Pharmacogenetic differences in response to albuterol between Puerto Ricans and Mexicans with asthma.

By: Choudhry S, Ung N, Avila PC, Ziv E, Nazario S, Casal J, Torres A, Gorman JD, Salari K, Rodriguez-Santana JR, Toscano M, Sylvia JS, Alioto M, Castro RA, Salazar M, Gomez I, Fagan JK, Salas J, Clark S, Lilly C, Matallana H, Selman M, Chapela R, Sheppard D,

Am J Respir Crit Care Med 2005 Mar 15;171(6):563-70

BACKGROUND: In the United States, Puerto Ricans and Mexicans have the highest and lowest asthma prevalence, morbidity, and mortality, respectively.
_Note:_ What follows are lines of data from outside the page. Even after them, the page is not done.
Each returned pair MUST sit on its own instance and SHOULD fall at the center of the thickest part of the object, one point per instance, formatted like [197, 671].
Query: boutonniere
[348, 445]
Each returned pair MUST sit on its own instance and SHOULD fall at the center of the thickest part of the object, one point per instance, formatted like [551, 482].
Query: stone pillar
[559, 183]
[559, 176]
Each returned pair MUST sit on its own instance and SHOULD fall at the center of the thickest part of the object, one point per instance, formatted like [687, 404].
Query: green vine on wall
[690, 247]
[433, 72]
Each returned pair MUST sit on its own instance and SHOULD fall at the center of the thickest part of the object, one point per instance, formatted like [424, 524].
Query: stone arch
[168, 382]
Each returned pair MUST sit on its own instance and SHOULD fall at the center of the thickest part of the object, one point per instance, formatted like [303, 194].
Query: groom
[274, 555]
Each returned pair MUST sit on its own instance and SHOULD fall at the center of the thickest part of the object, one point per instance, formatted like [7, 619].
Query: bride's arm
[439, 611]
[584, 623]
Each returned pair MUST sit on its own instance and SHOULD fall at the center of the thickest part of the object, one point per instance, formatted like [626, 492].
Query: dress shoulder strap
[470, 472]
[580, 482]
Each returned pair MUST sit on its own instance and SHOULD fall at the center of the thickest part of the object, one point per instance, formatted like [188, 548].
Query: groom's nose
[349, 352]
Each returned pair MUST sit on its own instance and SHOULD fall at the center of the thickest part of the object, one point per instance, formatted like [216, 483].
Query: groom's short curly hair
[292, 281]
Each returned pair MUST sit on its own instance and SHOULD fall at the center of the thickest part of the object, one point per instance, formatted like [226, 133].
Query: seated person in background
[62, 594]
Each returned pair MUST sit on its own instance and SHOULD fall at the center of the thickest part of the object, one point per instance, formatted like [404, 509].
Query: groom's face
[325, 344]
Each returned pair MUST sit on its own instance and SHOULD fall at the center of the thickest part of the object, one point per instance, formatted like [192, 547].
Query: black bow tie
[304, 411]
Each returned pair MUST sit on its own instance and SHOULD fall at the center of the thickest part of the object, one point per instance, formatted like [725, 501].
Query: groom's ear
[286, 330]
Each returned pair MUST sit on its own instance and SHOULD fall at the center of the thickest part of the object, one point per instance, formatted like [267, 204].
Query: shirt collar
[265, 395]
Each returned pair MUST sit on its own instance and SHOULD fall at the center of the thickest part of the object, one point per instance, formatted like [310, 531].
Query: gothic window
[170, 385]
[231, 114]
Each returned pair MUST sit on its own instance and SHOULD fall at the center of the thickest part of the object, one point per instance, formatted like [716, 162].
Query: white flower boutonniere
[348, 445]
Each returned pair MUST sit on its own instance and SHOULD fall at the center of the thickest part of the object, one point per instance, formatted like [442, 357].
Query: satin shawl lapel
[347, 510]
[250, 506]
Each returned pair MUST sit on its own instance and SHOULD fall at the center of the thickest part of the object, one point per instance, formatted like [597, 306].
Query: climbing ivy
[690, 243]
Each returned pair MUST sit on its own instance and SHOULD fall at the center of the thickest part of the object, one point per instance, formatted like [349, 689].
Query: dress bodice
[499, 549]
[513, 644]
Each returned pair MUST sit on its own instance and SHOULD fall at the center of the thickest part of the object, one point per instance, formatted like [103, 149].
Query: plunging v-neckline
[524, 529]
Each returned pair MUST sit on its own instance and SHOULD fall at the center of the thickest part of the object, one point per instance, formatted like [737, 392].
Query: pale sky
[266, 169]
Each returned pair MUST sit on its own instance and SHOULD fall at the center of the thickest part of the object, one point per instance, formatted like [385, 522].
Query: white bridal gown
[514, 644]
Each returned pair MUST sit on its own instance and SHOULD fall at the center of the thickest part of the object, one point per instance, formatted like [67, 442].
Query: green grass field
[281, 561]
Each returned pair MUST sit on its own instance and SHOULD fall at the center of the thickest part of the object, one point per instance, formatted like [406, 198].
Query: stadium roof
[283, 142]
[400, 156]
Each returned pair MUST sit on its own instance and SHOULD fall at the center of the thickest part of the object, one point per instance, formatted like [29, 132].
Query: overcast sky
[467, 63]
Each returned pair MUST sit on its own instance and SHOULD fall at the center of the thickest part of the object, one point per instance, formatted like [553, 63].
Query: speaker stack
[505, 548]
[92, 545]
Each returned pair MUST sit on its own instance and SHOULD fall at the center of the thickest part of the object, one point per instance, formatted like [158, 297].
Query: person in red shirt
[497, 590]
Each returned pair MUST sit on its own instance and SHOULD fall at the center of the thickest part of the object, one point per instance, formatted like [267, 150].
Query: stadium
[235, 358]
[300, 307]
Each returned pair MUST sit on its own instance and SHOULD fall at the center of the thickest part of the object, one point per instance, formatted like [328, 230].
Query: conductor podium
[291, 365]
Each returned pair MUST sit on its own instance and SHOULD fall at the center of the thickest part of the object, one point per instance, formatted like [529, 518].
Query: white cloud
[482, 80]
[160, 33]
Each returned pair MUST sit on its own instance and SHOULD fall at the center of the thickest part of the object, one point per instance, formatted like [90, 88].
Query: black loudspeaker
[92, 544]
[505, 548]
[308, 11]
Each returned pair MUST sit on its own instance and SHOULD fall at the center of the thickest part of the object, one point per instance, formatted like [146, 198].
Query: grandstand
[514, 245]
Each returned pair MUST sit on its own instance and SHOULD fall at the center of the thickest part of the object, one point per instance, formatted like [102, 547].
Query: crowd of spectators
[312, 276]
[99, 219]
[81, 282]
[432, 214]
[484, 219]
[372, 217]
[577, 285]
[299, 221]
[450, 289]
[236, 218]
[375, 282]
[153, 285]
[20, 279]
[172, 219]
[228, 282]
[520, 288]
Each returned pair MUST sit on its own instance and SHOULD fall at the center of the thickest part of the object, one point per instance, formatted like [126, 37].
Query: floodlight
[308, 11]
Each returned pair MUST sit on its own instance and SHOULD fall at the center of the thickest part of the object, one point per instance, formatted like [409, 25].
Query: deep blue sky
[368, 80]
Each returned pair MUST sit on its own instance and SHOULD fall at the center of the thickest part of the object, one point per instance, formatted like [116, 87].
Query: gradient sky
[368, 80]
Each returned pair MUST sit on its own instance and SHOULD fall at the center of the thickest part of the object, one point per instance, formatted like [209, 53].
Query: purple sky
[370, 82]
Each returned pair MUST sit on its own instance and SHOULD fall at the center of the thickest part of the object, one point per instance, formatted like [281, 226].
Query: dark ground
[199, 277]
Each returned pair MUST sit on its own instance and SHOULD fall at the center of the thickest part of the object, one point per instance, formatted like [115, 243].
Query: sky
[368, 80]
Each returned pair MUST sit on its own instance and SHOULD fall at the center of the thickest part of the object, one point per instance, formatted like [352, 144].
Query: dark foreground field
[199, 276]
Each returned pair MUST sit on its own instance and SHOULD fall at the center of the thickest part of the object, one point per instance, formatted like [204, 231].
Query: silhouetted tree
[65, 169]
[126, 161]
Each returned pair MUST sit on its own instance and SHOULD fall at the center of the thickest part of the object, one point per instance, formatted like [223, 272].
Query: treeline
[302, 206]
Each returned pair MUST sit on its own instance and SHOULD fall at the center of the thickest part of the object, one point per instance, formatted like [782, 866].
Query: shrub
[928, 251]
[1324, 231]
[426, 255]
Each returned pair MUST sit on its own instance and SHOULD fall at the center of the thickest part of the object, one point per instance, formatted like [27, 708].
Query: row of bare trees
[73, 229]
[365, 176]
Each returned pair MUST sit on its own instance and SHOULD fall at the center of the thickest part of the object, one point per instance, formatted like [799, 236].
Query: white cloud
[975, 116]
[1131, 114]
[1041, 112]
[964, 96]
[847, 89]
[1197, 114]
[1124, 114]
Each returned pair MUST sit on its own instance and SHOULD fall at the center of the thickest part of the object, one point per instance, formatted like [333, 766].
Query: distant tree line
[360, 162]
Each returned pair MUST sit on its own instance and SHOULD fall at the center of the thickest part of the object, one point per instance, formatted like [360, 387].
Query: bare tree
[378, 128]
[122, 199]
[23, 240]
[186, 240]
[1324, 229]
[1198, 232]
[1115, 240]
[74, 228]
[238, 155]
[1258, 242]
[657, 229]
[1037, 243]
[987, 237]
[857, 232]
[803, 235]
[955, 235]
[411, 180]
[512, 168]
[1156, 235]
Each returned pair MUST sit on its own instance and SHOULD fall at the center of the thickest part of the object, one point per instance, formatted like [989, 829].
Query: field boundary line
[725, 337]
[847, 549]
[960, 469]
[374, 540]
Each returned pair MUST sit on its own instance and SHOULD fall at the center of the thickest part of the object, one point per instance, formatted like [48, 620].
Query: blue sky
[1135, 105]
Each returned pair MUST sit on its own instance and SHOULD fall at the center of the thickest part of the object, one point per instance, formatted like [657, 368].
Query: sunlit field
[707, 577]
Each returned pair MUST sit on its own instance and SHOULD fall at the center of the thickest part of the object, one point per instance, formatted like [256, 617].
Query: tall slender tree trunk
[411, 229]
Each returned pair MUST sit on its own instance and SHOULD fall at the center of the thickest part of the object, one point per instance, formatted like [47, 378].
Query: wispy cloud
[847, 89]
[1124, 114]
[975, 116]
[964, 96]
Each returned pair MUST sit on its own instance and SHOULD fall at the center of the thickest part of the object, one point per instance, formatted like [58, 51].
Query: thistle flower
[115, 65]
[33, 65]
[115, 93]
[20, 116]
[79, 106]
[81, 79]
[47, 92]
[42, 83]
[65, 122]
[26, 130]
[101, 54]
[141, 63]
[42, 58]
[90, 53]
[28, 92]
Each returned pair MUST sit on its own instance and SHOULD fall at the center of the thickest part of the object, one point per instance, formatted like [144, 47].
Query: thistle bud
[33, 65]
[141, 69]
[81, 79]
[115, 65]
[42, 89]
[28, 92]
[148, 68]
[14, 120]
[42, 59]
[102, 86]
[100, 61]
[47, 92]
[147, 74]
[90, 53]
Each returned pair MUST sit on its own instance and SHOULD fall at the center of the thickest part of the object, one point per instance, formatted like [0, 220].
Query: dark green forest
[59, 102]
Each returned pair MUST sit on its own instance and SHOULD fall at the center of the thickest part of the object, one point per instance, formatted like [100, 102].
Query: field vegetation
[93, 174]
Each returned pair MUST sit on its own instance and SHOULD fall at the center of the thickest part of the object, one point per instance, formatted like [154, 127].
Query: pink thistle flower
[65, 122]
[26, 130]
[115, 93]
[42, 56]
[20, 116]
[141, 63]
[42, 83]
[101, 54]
Ethnic-specific differences in the response to drug treatment may contribute to differences in disease outcomes. Genetic variants at the beta(2)-adrenergic receptor (beta(2)AR) may modify asthma severity and albuterol responsiveness. We tested the association of beta(2)AR genotypes with asthma severity and bronchodilator response to albuterol in Puerto Ricans and Mexicans with asthma. METHODS: We used both family-based and cross-sectional tests of association with 8 beta(2)AR single nucleotide polymorphisms in 684 Puerto Rican and Mexican families. Regression analyses were used to determine the interaction between genotype, asthma severity, and bronchodilator drug responsiveness. RESULTS: Among Puerto Ricans with asthma, the arginine (Arg) 16 allele was associated with greater bronchodilator response using both family-based and cross-sectional tests (p = 0.00001-0.01). We found a strong interaction of baseline FEV(1) with the Arg16Glycine (Gly) polymorphism in predicting bronchodilator response. Among Puerto Ricans with asthma with baseline FEV(1) < 80% of predicted, but not in those with FEV(1) > 80%, there was a very strong association between the Arg16 genotype and greater bronchodilator responsiveness. No association was observed between Arg16Gly genotypes and drug responsiveness among Mexicans with asthma. CONCLUSIONS: Ethnic-specific pharmacogenetic differences exist between Arg16Gly genotypes, asthma severity, and bronchodilator response in Puerto Ricans and Mexicans with asthma. These findings underscore the need for additional research on racial/ethnic differences in asthma morbidity and drug responsiveness.